Note: You need a mainboard that offers memory remapping (either auto or as a switch in BIOS), the mainboard has to support 4GB properly, plus you need the right mix of RAM strips (say 1 x 2GB strip and 2 x 1GB strips may not work, as quite some boards require to have the same strips on the [dual channel] RAM slots). Once your hardware and BIOS settings meet all these requirements, you can experiment with the switches. But be warned, Larry.
I'd get Windows 7, it should support most of your games.
I wish XP 32 bit would read 4 gb like Vista 32 bit does. Ticks me off...
Vista 32bit does not support 4 GB. Microsoft restricted the use of RAM, because hardware manufacturers tend not to cater for 4GB-compatibility, according to Microsoft Developer Doug Cook. So, according to him, many manufacturers do not consider the use of additional (necessary) components which would ensure that the entire 4GB range could be addressed, as this would increase costs for production and development.
Quote from Cook (my rough translation, it's from a German article):
"Since Microsoft can't ensure that all hardware suppliers equip their products with the required configuration, it was decided that the end-user versions of Vista 32-bit will only address the first 32 bit of the address space.
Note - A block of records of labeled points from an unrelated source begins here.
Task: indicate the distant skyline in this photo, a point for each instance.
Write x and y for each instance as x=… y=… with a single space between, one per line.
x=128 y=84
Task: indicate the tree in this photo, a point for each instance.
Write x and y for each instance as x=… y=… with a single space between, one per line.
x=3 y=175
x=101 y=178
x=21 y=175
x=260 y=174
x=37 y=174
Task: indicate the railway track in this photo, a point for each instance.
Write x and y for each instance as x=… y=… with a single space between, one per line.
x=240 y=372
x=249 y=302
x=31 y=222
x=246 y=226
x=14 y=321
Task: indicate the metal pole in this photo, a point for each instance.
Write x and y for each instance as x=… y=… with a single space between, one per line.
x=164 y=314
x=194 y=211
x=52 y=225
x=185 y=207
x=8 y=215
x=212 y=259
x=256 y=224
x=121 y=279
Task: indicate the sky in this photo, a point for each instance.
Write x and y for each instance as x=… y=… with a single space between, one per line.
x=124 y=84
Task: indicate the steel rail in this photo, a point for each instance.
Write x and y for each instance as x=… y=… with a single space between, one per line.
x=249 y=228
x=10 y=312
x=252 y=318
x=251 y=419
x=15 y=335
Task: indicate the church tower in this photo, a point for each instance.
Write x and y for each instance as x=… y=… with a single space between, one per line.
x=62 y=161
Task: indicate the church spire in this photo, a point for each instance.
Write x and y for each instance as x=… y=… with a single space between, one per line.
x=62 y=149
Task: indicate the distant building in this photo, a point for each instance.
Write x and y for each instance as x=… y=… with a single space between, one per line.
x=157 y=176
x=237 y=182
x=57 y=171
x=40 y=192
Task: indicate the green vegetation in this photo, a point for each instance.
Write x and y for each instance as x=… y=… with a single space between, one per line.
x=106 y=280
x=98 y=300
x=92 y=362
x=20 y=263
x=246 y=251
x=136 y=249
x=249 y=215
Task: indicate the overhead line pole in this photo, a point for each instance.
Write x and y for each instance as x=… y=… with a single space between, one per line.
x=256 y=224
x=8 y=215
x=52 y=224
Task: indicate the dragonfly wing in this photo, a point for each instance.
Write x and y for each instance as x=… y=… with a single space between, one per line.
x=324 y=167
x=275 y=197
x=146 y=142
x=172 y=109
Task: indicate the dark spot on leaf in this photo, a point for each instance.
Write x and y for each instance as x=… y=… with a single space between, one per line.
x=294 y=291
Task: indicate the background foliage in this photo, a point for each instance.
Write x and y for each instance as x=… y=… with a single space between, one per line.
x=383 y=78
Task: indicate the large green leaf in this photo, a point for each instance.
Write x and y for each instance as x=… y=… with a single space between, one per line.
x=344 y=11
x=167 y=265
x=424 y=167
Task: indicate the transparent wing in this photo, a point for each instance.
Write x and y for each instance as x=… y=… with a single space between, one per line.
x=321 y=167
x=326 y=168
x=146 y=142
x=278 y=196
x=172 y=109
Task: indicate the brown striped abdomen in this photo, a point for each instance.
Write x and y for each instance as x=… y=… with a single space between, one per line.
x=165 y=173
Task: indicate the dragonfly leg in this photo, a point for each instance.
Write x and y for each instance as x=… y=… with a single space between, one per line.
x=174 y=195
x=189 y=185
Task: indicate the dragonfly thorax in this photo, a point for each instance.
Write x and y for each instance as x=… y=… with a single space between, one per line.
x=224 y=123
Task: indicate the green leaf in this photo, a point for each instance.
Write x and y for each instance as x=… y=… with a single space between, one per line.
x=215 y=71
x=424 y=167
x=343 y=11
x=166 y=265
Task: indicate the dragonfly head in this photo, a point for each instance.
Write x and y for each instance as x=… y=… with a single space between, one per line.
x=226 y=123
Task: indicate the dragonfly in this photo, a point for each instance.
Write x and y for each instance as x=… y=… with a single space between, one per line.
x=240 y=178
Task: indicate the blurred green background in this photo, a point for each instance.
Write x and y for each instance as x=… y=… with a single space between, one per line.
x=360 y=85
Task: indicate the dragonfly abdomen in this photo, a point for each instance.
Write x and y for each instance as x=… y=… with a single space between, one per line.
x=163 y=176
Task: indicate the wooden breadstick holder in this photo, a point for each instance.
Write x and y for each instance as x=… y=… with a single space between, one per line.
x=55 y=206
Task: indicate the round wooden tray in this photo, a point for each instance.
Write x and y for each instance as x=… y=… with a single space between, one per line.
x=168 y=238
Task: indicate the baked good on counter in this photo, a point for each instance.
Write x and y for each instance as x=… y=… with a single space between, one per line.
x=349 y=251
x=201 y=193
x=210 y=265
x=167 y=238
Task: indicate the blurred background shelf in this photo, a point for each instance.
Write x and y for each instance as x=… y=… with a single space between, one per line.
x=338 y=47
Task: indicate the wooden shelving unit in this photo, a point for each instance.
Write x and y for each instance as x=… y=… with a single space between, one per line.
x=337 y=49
Thereby the available RAM will shrink, but the amount of errors will decline essentially, too."
In short: RAM-access in Vista 32bit had been limited to 3.xGB as well, just like in XP 32-bit.
After SP1/SP2 M$ confused and annoyed customers even more, as the task manager will now display 4GB of RAM, even though still only 3 (or 3.2, if you will) GB can be used on Vista 32bit.
Both Vista 64bit AND Windows 7 have a RAM "soft"-limit that should default to "disabled" upon installation (I guess, I still have XP). After one or another windows update this switch may be set to enabled by some faulty flag in some of the updates, though.
If you see your RAM reverting to 3.2 GB (or some other weird vaulue) some time, although you have 4GB or more installed, then you have to disable the limit again. Reports on the net indicate that this mainly happens to Windows 7 users, rather rarely to Vista 64 users.
How to disable the RAM-limit:
Start -> RUN -> msconfig
"Boot" tab (german menu: "Start") -> advanced options
then uncheck "maximum memory" .
ORIGINAL: Joe 98
If you want more than 4 GIG you need a 64 bit processor.
Most CPUs process with 64bit internally for quite some time already, just the external bus was limited to 32-bit.
So, you need a 64-bit OS + a CPU that has to have/use 40 address lanes internally, so that it's able to address RAM above the 32bit range.
EDIT: Basically all modern CPUs are able to do that, starting with Intel's Core2 Duo and AMD's Athlon 64 (~2007 ?).